To add an SSO user to your SSO-enabled organization:

  1. Open the Confluent Cloud Console, open the sidebar menu, and click Accounts & access.
  2. On the Accounts & access page, click Add user. The Add user page appears.
  3. In the Account field, enter the email address of the user you want to add and then click Next.
  4. Select the resources and associated roles for the user, and then click Review. A summary of the new account and the access appears.
  5. Review the email address and access permissions, and then click Create user. The Accounts & access page reappears and displays the new user account Name, their ID, and their Status.
    • If the user already exists as an SSO user in another organization, the Status is Pending. The invited user receives an email message and after reviewing the invite request, they must accept the invitation to join the organization.
    • The email verification process is removed if the user is invited to an organization that has a trusted domain configured.
    • If the user does not already exist in another Confluent Cloud organization, they are invited automatically without an email verification and the Status displays as Active.

You have successfully created the user account.
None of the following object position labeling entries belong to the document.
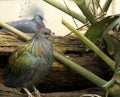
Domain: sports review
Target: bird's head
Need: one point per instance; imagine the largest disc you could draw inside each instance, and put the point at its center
(43, 33)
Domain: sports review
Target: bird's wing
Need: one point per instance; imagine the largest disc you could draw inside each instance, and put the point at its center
(20, 60)
(27, 26)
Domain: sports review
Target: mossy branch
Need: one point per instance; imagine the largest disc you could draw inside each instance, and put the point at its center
(103, 56)
(64, 9)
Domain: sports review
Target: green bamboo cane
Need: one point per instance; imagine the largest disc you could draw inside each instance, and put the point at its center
(81, 4)
(63, 8)
(103, 56)
(106, 5)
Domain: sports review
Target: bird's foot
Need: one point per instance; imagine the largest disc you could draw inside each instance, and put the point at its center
(28, 92)
(37, 93)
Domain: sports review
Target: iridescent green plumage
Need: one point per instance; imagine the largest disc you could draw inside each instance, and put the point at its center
(30, 63)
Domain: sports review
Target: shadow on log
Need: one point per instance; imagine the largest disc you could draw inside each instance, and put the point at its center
(60, 77)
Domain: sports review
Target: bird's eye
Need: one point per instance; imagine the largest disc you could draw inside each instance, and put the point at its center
(46, 33)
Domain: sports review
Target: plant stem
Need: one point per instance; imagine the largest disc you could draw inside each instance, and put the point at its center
(81, 4)
(103, 56)
(79, 69)
(106, 5)
(64, 9)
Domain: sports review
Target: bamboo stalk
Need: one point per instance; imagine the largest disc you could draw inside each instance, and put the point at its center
(106, 5)
(81, 4)
(64, 9)
(103, 56)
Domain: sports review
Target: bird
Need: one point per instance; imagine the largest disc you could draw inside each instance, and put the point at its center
(30, 63)
(29, 25)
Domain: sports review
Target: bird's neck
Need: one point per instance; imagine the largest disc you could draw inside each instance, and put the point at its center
(39, 47)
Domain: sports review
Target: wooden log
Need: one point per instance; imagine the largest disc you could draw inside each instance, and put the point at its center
(60, 77)
(10, 92)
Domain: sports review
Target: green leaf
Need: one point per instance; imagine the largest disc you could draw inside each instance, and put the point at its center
(99, 30)
(110, 44)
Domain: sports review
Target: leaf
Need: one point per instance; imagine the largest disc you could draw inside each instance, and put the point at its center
(110, 44)
(99, 30)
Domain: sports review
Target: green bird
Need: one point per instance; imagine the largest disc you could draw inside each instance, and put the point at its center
(30, 63)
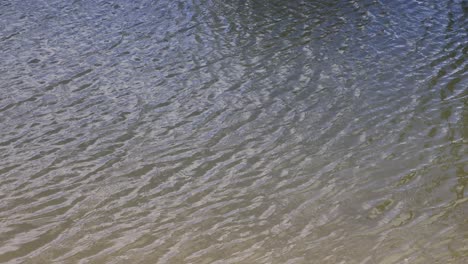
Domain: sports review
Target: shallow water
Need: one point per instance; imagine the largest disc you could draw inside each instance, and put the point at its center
(231, 131)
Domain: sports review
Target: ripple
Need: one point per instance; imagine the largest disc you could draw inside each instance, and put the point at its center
(238, 131)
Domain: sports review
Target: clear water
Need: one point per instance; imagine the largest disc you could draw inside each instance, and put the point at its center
(233, 131)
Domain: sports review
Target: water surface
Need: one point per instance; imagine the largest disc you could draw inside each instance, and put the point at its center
(235, 131)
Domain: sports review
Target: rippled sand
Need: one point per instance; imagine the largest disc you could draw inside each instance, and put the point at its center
(236, 131)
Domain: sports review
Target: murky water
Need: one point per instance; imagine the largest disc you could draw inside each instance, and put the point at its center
(231, 131)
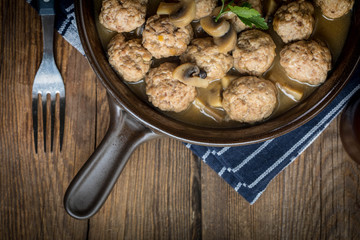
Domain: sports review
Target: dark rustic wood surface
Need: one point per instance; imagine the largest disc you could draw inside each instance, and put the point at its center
(164, 192)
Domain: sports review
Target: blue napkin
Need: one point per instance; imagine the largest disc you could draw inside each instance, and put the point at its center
(248, 169)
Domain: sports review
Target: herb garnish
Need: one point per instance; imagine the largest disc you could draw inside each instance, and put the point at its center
(248, 15)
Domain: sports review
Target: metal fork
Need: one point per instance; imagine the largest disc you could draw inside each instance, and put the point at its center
(48, 80)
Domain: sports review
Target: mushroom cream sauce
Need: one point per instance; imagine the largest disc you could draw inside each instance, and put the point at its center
(333, 32)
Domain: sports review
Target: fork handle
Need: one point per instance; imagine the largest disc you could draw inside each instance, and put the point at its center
(46, 7)
(95, 180)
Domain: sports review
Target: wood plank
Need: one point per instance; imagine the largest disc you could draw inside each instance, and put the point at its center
(316, 197)
(157, 195)
(32, 185)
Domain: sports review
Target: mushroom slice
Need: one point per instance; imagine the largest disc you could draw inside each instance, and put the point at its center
(227, 42)
(215, 29)
(190, 74)
(292, 93)
(226, 80)
(214, 98)
(167, 8)
(208, 111)
(185, 14)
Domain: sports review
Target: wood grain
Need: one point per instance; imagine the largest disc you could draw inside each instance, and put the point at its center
(164, 192)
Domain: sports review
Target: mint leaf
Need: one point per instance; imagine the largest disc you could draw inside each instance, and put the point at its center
(259, 22)
(244, 12)
(246, 4)
(248, 15)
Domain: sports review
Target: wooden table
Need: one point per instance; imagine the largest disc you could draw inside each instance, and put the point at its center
(164, 192)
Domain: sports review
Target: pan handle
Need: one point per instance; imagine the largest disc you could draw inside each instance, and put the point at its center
(93, 183)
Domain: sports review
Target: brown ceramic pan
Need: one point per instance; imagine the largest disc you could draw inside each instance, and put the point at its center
(134, 121)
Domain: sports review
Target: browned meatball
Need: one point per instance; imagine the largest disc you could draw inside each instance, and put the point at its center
(306, 61)
(164, 39)
(294, 21)
(205, 54)
(249, 99)
(131, 60)
(167, 93)
(335, 8)
(254, 52)
(122, 15)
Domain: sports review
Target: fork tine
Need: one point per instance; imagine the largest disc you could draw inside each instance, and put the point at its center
(52, 110)
(35, 120)
(44, 111)
(62, 120)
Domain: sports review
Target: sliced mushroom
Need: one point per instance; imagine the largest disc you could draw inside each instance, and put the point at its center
(167, 8)
(208, 111)
(227, 42)
(190, 74)
(181, 14)
(215, 29)
(226, 80)
(214, 98)
(291, 92)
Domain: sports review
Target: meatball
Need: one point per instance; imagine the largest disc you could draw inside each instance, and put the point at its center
(204, 8)
(167, 93)
(294, 21)
(122, 15)
(164, 39)
(205, 54)
(249, 99)
(131, 60)
(254, 52)
(335, 8)
(306, 61)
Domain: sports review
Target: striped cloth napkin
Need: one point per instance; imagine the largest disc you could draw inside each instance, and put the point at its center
(248, 169)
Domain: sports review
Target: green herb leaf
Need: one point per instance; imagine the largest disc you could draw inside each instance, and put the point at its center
(248, 15)
(244, 12)
(259, 22)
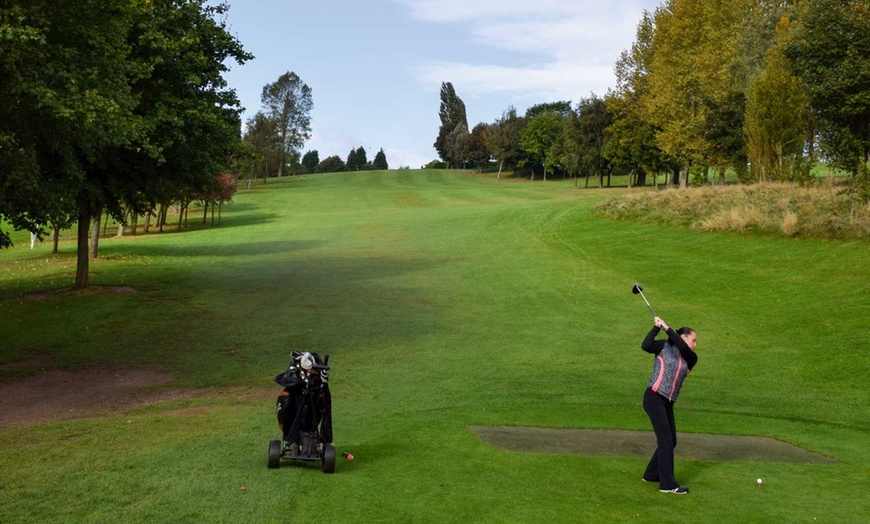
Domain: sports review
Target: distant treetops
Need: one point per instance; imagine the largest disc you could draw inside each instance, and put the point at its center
(764, 88)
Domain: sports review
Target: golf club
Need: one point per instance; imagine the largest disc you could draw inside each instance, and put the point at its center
(638, 289)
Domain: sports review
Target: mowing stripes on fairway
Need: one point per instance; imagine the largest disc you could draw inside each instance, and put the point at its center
(622, 443)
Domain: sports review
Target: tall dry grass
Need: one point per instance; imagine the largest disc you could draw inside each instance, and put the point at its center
(821, 211)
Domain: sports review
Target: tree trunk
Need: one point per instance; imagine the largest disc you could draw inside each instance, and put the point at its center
(82, 248)
(94, 248)
(684, 181)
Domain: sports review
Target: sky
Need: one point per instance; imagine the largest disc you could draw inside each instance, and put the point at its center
(375, 67)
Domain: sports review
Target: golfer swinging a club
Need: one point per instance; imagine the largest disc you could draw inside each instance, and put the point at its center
(674, 358)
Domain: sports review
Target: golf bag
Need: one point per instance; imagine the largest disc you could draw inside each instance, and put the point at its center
(304, 406)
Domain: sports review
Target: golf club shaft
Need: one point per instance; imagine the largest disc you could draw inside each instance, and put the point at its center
(647, 304)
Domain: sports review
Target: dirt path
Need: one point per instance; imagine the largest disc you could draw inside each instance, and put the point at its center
(57, 395)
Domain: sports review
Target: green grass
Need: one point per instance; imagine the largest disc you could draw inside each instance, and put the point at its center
(445, 300)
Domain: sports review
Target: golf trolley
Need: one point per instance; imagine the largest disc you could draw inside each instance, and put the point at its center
(304, 410)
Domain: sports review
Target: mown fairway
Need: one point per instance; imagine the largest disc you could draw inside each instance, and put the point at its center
(444, 300)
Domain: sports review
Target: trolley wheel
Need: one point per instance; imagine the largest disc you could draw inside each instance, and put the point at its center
(274, 454)
(328, 458)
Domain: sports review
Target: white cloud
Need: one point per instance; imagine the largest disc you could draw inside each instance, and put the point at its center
(575, 43)
(555, 81)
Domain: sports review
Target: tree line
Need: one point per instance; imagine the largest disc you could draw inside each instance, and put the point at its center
(113, 107)
(274, 136)
(765, 88)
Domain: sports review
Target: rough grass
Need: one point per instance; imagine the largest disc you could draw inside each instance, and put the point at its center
(445, 301)
(821, 211)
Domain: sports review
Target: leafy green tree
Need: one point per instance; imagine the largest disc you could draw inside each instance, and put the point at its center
(452, 115)
(288, 101)
(777, 116)
(331, 164)
(503, 138)
(380, 161)
(478, 152)
(457, 146)
(126, 106)
(830, 54)
(563, 108)
(593, 123)
(310, 161)
(262, 147)
(65, 78)
(542, 140)
(352, 164)
(631, 142)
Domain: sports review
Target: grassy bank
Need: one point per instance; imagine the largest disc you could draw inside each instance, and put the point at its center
(820, 211)
(445, 300)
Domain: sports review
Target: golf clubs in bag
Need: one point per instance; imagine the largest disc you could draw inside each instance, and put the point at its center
(304, 410)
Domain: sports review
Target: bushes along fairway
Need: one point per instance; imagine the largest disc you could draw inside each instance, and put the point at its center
(445, 300)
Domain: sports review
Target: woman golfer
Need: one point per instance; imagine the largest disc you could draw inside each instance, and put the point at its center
(674, 358)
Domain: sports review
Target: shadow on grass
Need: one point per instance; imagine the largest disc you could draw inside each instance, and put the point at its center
(110, 251)
(219, 323)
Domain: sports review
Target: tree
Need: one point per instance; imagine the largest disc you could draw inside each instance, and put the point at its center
(262, 146)
(777, 116)
(631, 139)
(126, 106)
(288, 101)
(380, 161)
(310, 161)
(542, 140)
(503, 138)
(332, 164)
(61, 65)
(452, 115)
(592, 125)
(456, 146)
(478, 152)
(830, 54)
(562, 107)
(356, 159)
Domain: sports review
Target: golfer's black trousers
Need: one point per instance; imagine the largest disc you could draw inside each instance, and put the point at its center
(661, 413)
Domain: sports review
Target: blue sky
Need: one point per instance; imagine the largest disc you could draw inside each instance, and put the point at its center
(375, 67)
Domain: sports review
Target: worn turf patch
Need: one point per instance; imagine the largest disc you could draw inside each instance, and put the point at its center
(621, 443)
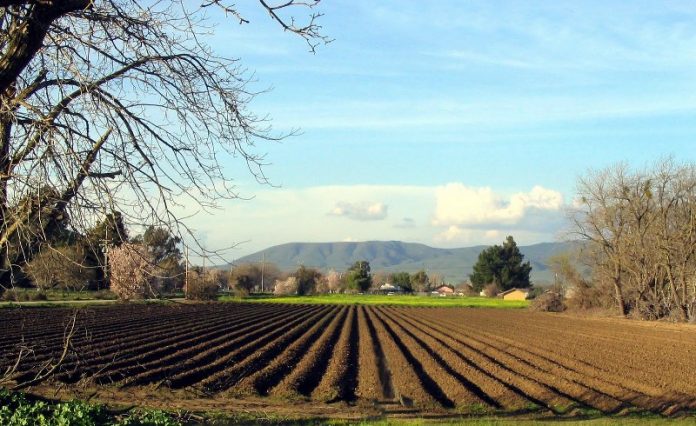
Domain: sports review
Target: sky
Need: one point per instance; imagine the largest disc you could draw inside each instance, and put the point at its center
(452, 123)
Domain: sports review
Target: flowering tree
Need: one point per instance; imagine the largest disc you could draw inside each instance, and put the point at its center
(131, 271)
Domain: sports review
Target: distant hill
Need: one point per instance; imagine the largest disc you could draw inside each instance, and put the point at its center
(455, 264)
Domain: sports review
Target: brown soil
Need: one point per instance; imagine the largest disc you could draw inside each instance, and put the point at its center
(357, 362)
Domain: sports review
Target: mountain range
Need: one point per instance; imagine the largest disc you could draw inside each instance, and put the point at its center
(454, 264)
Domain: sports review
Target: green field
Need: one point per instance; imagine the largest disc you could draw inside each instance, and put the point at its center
(394, 300)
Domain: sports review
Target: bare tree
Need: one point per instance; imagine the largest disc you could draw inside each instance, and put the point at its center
(119, 105)
(641, 230)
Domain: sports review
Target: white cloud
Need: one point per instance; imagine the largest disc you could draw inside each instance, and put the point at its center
(461, 205)
(406, 223)
(360, 211)
(453, 215)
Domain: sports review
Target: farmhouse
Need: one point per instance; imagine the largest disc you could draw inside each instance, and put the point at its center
(443, 289)
(389, 288)
(515, 294)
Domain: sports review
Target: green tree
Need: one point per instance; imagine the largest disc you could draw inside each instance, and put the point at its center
(502, 266)
(358, 277)
(420, 281)
(403, 280)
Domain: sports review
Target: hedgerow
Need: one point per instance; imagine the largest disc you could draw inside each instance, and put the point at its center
(17, 409)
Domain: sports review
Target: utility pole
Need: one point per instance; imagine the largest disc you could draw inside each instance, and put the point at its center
(186, 274)
(263, 268)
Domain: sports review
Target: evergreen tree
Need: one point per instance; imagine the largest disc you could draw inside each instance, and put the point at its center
(359, 278)
(502, 266)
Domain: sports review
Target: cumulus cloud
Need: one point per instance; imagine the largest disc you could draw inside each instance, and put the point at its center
(462, 206)
(360, 211)
(406, 222)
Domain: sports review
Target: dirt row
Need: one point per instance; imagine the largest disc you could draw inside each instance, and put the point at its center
(418, 359)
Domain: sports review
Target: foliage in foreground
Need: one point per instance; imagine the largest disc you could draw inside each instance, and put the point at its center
(16, 409)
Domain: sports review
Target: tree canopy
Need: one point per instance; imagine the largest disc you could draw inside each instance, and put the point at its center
(502, 266)
(120, 105)
(358, 277)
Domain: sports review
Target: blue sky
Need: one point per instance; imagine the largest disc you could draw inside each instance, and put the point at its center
(453, 123)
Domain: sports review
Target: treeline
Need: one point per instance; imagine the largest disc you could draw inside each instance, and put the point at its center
(640, 232)
(256, 277)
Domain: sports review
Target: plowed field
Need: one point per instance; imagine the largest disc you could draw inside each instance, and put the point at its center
(399, 359)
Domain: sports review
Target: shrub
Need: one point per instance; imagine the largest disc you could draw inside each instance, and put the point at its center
(550, 301)
(203, 285)
(131, 272)
(63, 267)
(286, 286)
(38, 296)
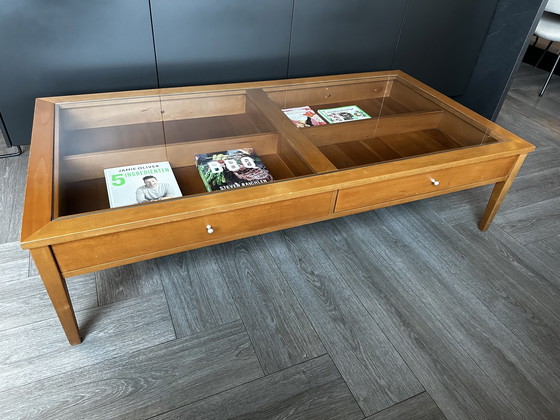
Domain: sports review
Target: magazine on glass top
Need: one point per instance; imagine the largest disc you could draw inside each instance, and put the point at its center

An email message is sent to the email address for the account and provides the unique organization-specific SSO URL (for example, https://confluent.cloud/login/sso/<sso-identifier>) for signing in to the organization on Confluent Cloud.

After the initial sign-in by the user, the user account on the Accounts and access page shows the Status as Active.

If a user does not have a Confluent Cloud account and attempts to sign in using the IdP, they will receive an “Invalid username” message.

Change the authentication type

Required RBAC role: OrganizationAdmin

If your organization has enabled SSO, you can change the authentication type of a user account from Local to SSO or vice versa.

To change the authentication type of an existing user account:

  1. In the Confluent Cloud Console, go to the User accounts page at https://confluent.cloud/settings/org/accounts/users.

  2. In the Name column, click the username of the user account you want to modify.

    The user account page opens displaying Details and Authentication settings.

  3. Click the Edit authentication settings icon.

    The Authentication type and Authentication settings dropdowns appear.

  4. Select the new authentication type: Local or SSO.

    When you select a different option than the current selection, Save Changes is enabled.

  5. Click Save Changes.

    The authentication type you selected is now active.